While the top diplomats of China and the United States were sniping at each other in Anchorage, US defence chief Lloyd Austin made a lower-profile visit to India. As Indian farmers continue with their months-long protest, and New Delhi with its crackdown, Austin praises the country’s growing ties with “like-minded partners” in the region to contain the China threat.

Part of this containment strategy is to air incessantly the dirty laundry of China, and to sanitise that of America and of its ally. In any case, India, usually billed as the world’s largest democracy (in terms of population), has always been given a free pass by the Western media when it comes to atrocious behaviour, whether domestically or internationally.

Now it’s especially important for Washington to keep India happy. After all, the “pivot to Asia” means expanding from Asia-Pacific to “Indo-Pacific”, with the Indian Ocean being India’s front yard.

New Delhi’s crackdowns against farmers’ protests, and some of their supporters and journalists who report on them, have a greater subtext. Justified or not, the farmers are against reform laws that aim to liberalise the agricultural sector. Many of them are Punjabi Sikhs, and they never forget state-sponsored atrocities committed against their parents and grandparents in the mid-1980s, when they were also agitating to protect their own farming interests, along with demands for autonomy.

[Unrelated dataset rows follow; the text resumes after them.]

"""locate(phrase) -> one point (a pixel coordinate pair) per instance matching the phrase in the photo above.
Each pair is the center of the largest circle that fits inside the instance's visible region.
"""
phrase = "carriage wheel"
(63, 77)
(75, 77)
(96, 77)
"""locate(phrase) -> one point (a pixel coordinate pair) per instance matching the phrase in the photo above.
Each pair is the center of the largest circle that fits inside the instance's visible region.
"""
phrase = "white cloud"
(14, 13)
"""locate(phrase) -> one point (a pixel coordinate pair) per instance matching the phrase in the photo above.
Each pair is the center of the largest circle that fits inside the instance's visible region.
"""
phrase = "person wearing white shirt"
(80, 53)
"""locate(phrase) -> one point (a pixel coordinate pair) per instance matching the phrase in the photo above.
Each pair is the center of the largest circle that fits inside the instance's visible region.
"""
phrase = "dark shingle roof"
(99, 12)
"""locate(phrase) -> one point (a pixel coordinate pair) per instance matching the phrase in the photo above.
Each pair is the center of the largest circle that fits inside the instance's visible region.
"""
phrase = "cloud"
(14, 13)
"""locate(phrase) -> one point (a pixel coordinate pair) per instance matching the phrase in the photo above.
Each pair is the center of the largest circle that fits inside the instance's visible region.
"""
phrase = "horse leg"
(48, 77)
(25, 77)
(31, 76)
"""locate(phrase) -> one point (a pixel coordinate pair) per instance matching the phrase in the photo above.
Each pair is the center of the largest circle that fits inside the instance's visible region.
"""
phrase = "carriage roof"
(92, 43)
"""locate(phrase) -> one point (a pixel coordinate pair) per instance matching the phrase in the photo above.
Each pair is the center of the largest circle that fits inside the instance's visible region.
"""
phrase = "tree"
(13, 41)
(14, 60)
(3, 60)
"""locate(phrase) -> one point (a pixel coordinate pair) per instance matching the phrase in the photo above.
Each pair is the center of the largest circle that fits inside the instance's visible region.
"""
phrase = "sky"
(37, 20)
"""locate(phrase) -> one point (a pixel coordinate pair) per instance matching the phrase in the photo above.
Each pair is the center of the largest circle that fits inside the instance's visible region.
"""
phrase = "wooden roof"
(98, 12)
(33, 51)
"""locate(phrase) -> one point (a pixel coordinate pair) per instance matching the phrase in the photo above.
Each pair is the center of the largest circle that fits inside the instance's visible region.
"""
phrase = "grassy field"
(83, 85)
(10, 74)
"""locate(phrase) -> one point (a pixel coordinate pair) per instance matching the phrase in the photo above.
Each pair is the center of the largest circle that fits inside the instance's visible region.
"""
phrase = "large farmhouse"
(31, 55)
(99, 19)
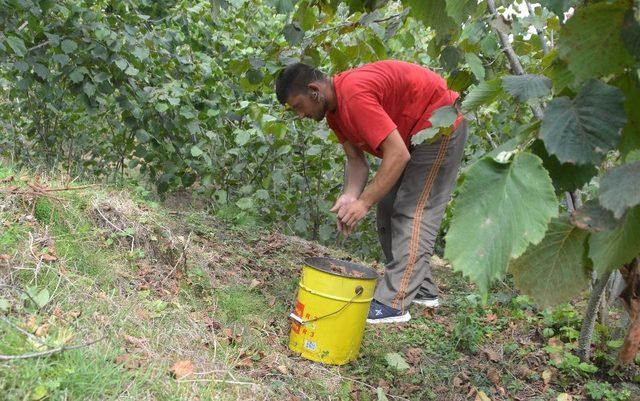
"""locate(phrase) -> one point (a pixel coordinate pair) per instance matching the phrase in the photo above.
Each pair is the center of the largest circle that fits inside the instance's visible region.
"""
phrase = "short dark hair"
(294, 80)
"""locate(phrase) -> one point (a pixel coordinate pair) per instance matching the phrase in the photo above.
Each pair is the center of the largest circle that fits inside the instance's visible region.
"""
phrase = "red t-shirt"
(377, 98)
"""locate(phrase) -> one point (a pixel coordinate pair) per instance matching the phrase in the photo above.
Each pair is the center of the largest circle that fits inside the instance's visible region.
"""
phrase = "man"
(377, 108)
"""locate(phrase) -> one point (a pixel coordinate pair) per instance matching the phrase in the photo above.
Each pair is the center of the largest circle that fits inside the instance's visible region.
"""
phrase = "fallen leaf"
(492, 355)
(414, 355)
(127, 361)
(48, 258)
(458, 381)
(428, 313)
(493, 375)
(245, 363)
(381, 395)
(57, 312)
(42, 330)
(523, 372)
(254, 283)
(135, 341)
(31, 325)
(8, 179)
(396, 361)
(181, 369)
(481, 396)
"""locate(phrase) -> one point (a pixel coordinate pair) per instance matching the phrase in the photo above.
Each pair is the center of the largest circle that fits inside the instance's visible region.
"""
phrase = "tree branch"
(514, 61)
(49, 352)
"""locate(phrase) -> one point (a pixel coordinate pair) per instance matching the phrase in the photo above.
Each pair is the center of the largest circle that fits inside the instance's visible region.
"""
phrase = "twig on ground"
(23, 331)
(182, 255)
(49, 352)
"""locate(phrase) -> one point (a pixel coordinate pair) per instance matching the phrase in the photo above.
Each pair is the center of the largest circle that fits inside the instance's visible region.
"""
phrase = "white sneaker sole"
(428, 303)
(393, 319)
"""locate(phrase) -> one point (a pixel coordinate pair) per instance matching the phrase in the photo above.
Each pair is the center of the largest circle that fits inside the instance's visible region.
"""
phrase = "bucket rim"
(322, 264)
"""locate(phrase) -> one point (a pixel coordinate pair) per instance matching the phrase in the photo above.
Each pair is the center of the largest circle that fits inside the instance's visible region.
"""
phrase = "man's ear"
(313, 87)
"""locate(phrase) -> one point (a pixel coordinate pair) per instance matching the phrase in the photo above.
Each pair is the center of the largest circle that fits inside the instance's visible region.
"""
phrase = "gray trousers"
(409, 217)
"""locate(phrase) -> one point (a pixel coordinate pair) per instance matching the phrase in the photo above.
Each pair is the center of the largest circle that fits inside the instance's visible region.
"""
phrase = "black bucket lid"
(341, 268)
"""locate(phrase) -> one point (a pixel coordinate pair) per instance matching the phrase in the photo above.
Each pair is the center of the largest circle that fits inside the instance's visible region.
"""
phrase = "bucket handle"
(298, 319)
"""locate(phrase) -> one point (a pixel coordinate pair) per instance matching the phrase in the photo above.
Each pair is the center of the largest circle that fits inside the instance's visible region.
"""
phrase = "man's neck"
(332, 100)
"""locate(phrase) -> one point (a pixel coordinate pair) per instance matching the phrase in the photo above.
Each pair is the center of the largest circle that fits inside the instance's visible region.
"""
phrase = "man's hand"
(342, 201)
(349, 214)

Exactly five years before Tiananmen, during the first week of June in 1984, the Indian military raided the Harmandir Sahib (Golden Temple) in Amritsar, Punjab, where top Sikh leaders were holed up. The operation resulted in deaths that ranged in estimates from hundreds to many thousands.

After Indira Gandhi was assassinated by her two Sikh bodyguards in November, Hindu-sponsored pogroms, official crackdowns and extrajudicial killings resulted in tens of thousands of deaths over many years. However, most Hong Kong and American people can’t locate the state of Punjab on an Indian map. The global media have a way of teaching people about some atrocities but not others.

When Prime Minister Narendra Modi was the chief minister of the state of Gujarat, in 2002, he presided over genocidal violence against the minority Muslim population. The “Butcher of Gujarat” was banned from entering the US, the only person ever so sanctioned under an obscure religious freedom law. His current crackdown against Muslim-majority areas in Kashmir should surprise no one.

Now he is Washington’s best friend. That’s America’s value-based foreign policy.